Eine Auseinandersetzung.

Mariah Idrissi ⒸH&M

Als das Model Mariah Idrissi in einer Werbekampagne von H&M auftrat, wurde auch hierzulande so manchem klar, dass es muslimische Mode gibt beziehungsweise, dass bedeckte Musliminnen auch modisch sein können. Denn ja, Idrissi trägt Kopftuch, und das ziemlich stylisch mit Sonnenbrille und Nasenpiercing. Denn schließlich hat auch H&M verstanden, dass immer mehr junge muslimische Frauen sich modebewusst und bedeckt zeigen. Dabei sind die Styles so vielfältig wie seine Trägerinnen. Von „androgyn“ über „chic“ bis „experimentell“ (jetzt) kombinieren die Frauen ihre Kopfbedeckungen zu Baggyhosen und weiten Shirts, zu eleganten Kleidern oder im coolen, schwarzen Lack- Leder-Look. Wie groß das Interesse an bedeckter Mode ist, lässt der Instagram-Account des deutschen Onlineshops Hijabi erahnen; ihm folgen über 200 Tausend Follower:innen. Selbst die Wirtschafts- und Finanzzeitung Handelsblatt berichtet von einer Explosion des Marktes. Allerdings kommt der Autor nicht umhin, auch hier die Frage aufzuwerfen, ob man sich mit Angeboten wie dem Burkini  „einem traditionellen, gar frauenfeindlichen Islam“ ergibt oder den Frauen dabei hilft „mehr Selbstbewusstsein zu entwickeln und sich nach und nach von den erdrückenden Kleidervorschriften der Radikalen zu befreien[.]“

Tatsächlich scheint das Stück Stoff zur Repression von Frauen benutzt zu werden. Doch von wem werden sie nun eigentlich unterdrückt?

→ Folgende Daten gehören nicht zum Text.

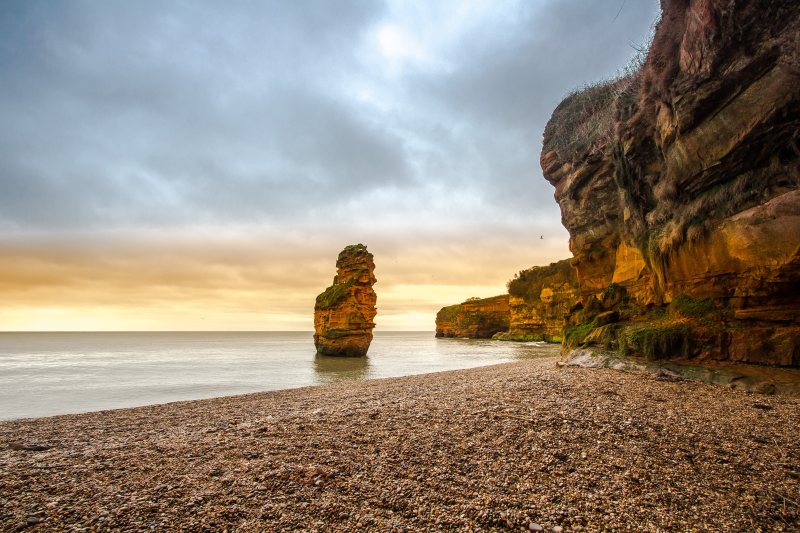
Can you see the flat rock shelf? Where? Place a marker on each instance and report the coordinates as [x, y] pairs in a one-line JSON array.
[[520, 445]]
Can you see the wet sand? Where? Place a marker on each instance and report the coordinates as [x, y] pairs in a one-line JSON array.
[[517, 446]]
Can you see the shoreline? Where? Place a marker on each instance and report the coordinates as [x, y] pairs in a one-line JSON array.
[[512, 445]]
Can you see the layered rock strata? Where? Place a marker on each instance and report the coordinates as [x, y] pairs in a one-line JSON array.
[[540, 300], [680, 187], [474, 318], [344, 312]]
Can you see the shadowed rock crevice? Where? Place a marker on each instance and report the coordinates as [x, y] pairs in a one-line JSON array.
[[686, 193], [344, 312]]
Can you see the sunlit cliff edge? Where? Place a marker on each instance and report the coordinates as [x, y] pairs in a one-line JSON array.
[[680, 187]]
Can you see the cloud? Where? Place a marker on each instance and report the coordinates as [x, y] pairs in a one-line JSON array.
[[180, 149]]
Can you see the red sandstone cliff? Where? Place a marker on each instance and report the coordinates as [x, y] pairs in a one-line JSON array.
[[680, 187], [475, 318]]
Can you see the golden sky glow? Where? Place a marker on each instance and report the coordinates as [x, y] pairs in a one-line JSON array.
[[231, 284]]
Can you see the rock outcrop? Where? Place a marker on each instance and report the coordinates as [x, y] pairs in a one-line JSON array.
[[540, 301], [475, 318], [344, 313], [680, 187]]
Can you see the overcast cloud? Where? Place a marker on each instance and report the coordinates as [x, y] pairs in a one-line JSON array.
[[398, 124]]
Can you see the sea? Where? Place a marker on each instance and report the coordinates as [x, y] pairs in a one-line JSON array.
[[46, 374]]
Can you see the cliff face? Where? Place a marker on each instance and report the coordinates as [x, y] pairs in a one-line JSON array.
[[344, 313], [540, 300], [680, 187], [474, 318]]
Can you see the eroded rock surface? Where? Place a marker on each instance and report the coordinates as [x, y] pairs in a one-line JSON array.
[[344, 313], [475, 318], [540, 300], [680, 187]]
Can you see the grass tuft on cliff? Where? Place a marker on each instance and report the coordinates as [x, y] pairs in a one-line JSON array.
[[333, 295]]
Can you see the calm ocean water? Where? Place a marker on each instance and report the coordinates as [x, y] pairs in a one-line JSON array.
[[43, 374]]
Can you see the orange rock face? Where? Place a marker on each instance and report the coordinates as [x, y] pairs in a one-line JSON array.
[[683, 200], [344, 314], [540, 300], [475, 318]]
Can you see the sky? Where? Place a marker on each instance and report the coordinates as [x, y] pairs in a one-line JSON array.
[[198, 165]]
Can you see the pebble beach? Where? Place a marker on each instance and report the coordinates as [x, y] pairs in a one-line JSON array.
[[522, 446]]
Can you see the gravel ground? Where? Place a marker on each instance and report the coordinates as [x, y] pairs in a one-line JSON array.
[[517, 446]]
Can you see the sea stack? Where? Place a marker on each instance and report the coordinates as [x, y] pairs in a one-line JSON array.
[[344, 313]]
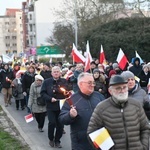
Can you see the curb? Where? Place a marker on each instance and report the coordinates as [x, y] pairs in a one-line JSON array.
[[27, 139]]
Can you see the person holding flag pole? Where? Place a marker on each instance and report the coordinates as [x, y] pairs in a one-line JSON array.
[[122, 117], [78, 111]]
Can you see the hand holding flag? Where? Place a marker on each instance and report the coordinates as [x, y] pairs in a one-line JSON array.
[[101, 139]]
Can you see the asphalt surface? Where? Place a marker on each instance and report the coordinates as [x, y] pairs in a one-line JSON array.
[[29, 131]]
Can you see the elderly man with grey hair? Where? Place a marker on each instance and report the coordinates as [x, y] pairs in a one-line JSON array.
[[135, 91], [123, 117], [77, 111]]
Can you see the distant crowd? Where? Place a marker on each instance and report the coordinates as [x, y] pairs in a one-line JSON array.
[[27, 83]]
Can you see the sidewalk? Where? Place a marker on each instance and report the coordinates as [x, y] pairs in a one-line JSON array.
[[29, 131]]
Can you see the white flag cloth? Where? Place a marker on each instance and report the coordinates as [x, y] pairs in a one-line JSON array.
[[29, 118], [77, 56], [88, 59], [101, 139], [137, 55], [122, 59]]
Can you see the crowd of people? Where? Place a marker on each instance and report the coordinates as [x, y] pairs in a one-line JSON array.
[[104, 96]]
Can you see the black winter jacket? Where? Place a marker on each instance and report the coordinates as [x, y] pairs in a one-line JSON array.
[[85, 106], [6, 73], [51, 89]]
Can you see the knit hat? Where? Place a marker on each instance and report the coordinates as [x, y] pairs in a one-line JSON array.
[[127, 74], [112, 72], [39, 77], [47, 64], [144, 66], [96, 70]]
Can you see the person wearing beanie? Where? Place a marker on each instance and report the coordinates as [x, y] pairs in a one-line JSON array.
[[38, 110], [116, 68], [135, 91], [52, 93], [136, 68], [17, 91], [46, 71], [122, 117], [144, 78], [99, 79], [111, 73], [27, 79]]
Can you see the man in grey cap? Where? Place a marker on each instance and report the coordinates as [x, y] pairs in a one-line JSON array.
[[123, 117], [135, 91]]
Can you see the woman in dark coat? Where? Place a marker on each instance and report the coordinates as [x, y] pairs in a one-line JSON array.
[[27, 80]]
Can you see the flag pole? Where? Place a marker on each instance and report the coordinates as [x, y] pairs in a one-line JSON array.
[[76, 26]]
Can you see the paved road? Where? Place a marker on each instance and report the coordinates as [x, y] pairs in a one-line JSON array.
[[29, 131]]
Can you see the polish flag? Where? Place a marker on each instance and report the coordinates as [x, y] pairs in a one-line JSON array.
[[69, 74], [102, 58], [122, 59], [88, 58], [77, 56], [29, 118], [137, 55]]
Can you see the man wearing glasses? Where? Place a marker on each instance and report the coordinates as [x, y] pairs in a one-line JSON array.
[[77, 111], [123, 117]]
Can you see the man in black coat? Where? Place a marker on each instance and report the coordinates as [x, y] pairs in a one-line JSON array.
[[6, 77], [52, 93], [136, 68], [77, 111]]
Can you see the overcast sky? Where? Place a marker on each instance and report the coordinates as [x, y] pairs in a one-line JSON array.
[[9, 4]]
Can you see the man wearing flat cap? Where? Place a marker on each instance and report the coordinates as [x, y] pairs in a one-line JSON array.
[[123, 117]]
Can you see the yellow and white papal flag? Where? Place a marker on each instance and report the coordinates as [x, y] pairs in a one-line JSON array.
[[61, 103], [101, 139]]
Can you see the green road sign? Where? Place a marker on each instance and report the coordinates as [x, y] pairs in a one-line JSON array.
[[48, 50]]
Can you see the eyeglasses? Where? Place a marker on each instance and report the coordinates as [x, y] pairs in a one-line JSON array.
[[119, 89], [90, 83]]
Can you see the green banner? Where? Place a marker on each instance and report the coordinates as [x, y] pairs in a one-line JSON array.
[[48, 50]]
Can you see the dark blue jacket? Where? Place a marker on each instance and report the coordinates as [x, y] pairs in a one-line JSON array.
[[85, 106], [51, 89]]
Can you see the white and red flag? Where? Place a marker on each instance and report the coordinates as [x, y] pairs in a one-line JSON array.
[[88, 58], [77, 56], [69, 74], [102, 58], [29, 118], [122, 59]]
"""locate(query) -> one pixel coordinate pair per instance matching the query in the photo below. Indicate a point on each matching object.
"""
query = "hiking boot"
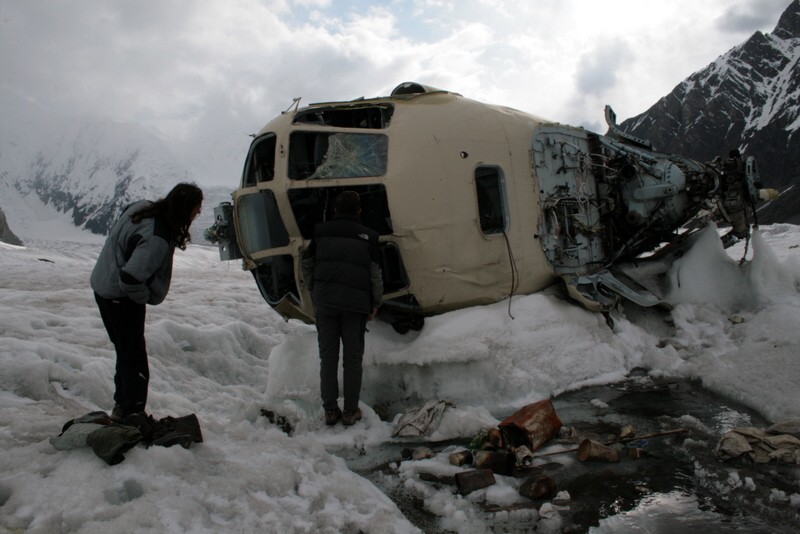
(351, 416)
(117, 414)
(332, 416)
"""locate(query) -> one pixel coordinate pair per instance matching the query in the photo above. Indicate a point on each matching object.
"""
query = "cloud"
(597, 69)
(196, 71)
(748, 17)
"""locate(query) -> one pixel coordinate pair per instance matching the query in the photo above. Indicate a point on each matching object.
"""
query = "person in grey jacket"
(135, 269)
(340, 268)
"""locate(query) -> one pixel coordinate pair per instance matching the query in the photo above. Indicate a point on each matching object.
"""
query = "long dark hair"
(176, 210)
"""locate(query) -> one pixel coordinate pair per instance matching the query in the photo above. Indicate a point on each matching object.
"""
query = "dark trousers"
(124, 322)
(334, 326)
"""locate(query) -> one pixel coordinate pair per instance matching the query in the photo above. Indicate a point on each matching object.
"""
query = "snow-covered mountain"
(85, 168)
(748, 99)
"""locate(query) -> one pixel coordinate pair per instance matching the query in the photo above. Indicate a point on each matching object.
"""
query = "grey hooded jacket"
(136, 260)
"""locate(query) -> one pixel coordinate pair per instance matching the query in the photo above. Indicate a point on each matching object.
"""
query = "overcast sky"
(212, 71)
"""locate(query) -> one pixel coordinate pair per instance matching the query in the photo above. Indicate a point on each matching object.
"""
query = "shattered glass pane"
(353, 156)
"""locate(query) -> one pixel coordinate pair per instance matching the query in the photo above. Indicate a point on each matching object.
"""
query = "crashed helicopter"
(474, 203)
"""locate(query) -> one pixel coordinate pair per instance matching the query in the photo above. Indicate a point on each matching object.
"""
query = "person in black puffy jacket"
(340, 268)
(134, 269)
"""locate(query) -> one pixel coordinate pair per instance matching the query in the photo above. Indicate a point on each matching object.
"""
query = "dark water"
(676, 485)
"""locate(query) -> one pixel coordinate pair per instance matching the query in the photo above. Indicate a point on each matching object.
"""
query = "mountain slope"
(748, 99)
(86, 168)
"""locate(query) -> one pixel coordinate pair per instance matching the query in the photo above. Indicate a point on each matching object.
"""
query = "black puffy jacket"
(340, 264)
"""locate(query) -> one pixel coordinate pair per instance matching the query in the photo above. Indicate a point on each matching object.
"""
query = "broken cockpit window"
(373, 117)
(319, 155)
(260, 224)
(260, 162)
(492, 208)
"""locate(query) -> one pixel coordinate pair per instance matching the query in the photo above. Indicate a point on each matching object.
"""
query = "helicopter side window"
(260, 223)
(260, 164)
(320, 155)
(492, 204)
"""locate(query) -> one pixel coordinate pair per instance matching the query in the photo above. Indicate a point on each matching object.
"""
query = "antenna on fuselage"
(295, 104)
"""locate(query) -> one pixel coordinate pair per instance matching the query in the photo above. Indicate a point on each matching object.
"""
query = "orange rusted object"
(532, 425)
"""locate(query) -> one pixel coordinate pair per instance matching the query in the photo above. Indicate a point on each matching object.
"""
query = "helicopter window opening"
(492, 205)
(260, 166)
(260, 224)
(315, 205)
(392, 269)
(372, 117)
(319, 155)
(275, 279)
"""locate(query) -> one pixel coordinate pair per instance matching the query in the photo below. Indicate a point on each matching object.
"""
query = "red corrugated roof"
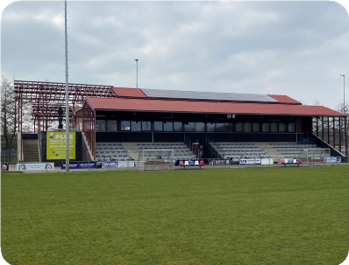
(284, 99)
(208, 107)
(128, 92)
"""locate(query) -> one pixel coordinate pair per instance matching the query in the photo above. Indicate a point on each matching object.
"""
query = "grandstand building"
(130, 119)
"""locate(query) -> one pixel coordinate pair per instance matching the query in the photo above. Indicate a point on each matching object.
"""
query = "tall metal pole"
(136, 72)
(66, 92)
(343, 92)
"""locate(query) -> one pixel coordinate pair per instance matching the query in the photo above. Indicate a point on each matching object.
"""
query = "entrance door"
(196, 150)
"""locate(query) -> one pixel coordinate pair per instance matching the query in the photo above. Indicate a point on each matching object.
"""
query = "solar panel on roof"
(160, 93)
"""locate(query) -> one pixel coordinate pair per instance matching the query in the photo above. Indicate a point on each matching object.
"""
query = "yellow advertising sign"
(56, 145)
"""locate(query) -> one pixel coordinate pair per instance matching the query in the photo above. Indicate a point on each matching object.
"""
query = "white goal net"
(156, 159)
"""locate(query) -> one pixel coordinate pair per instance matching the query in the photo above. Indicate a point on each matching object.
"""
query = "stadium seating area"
(276, 150)
(127, 151)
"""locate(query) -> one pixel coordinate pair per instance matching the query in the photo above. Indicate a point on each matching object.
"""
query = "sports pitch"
(255, 215)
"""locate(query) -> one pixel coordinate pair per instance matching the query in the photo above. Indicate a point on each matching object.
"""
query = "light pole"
(343, 92)
(136, 72)
(66, 91)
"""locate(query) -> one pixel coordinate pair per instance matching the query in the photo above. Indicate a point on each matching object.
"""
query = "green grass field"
(214, 216)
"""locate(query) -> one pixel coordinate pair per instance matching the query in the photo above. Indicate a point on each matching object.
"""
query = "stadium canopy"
(194, 106)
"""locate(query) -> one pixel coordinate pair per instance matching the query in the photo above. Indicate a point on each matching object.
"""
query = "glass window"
(239, 126)
(146, 125)
(135, 125)
(168, 126)
(291, 127)
(228, 127)
(100, 125)
(112, 126)
(189, 126)
(125, 125)
(157, 125)
(210, 126)
(265, 127)
(282, 127)
(177, 126)
(247, 126)
(273, 127)
(199, 126)
(219, 127)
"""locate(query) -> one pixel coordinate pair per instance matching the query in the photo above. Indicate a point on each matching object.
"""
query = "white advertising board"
(114, 164)
(267, 161)
(35, 166)
(332, 159)
(250, 161)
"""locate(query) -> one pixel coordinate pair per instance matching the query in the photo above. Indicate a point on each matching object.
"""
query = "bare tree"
(8, 115)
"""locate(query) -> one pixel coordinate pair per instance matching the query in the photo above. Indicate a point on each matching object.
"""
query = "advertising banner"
(56, 145)
(79, 165)
(4, 167)
(332, 159)
(250, 161)
(34, 166)
(115, 164)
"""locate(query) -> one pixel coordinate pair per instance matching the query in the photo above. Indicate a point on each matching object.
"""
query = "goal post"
(156, 159)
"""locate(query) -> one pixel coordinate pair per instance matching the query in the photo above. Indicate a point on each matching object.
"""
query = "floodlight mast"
(136, 72)
(343, 93)
(66, 92)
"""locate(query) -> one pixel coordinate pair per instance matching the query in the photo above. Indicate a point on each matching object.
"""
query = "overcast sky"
(295, 48)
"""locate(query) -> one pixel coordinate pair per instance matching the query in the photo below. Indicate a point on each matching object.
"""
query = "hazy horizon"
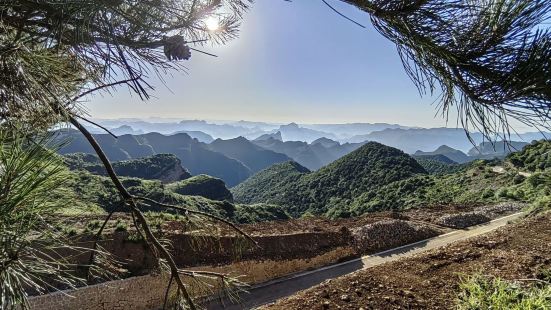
(310, 71)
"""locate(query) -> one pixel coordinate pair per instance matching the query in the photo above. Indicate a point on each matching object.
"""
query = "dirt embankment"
(300, 239)
(430, 280)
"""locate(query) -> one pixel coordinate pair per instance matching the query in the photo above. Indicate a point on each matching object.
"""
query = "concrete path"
(268, 292)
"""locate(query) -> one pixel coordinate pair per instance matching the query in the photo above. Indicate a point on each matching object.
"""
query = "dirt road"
(268, 292)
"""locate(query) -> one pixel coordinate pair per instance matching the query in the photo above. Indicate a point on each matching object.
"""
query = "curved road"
(268, 292)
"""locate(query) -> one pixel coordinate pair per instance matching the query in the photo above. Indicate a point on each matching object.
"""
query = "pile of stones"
(387, 234)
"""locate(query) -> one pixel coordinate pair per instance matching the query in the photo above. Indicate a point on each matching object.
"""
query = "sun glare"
(212, 24)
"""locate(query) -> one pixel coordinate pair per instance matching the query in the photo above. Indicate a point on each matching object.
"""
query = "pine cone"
(175, 48)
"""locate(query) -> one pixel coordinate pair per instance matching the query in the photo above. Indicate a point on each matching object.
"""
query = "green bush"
(121, 226)
(481, 292)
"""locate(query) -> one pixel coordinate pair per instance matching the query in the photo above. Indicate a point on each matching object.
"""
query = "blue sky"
(294, 61)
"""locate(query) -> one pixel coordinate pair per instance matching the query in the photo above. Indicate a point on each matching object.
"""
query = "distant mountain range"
(300, 191)
(407, 139)
(236, 159)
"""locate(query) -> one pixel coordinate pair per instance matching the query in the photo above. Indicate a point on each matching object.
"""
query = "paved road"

Seit 20 Jahren wird in Deutschland über ein Für und Wider eines Kopftuchverbots diskutiert. Zuletzt im Sommer letzten Jahres, als wieder einmal ein Gerichtsurteil die Schlagzeilen machte. Der Europäische Gerichtshof entschied, dass Unternehmen grundsätzlich ihren Angestellten das Kopftuch verbieten dürfen, jedoch mit der großen Einschränkung, dass die Beweislast geschäftlicher Nachteile beim Arbeitgeber liege, ebenso müssten in solch einem Fall alle religiösen Symbole verboten werden.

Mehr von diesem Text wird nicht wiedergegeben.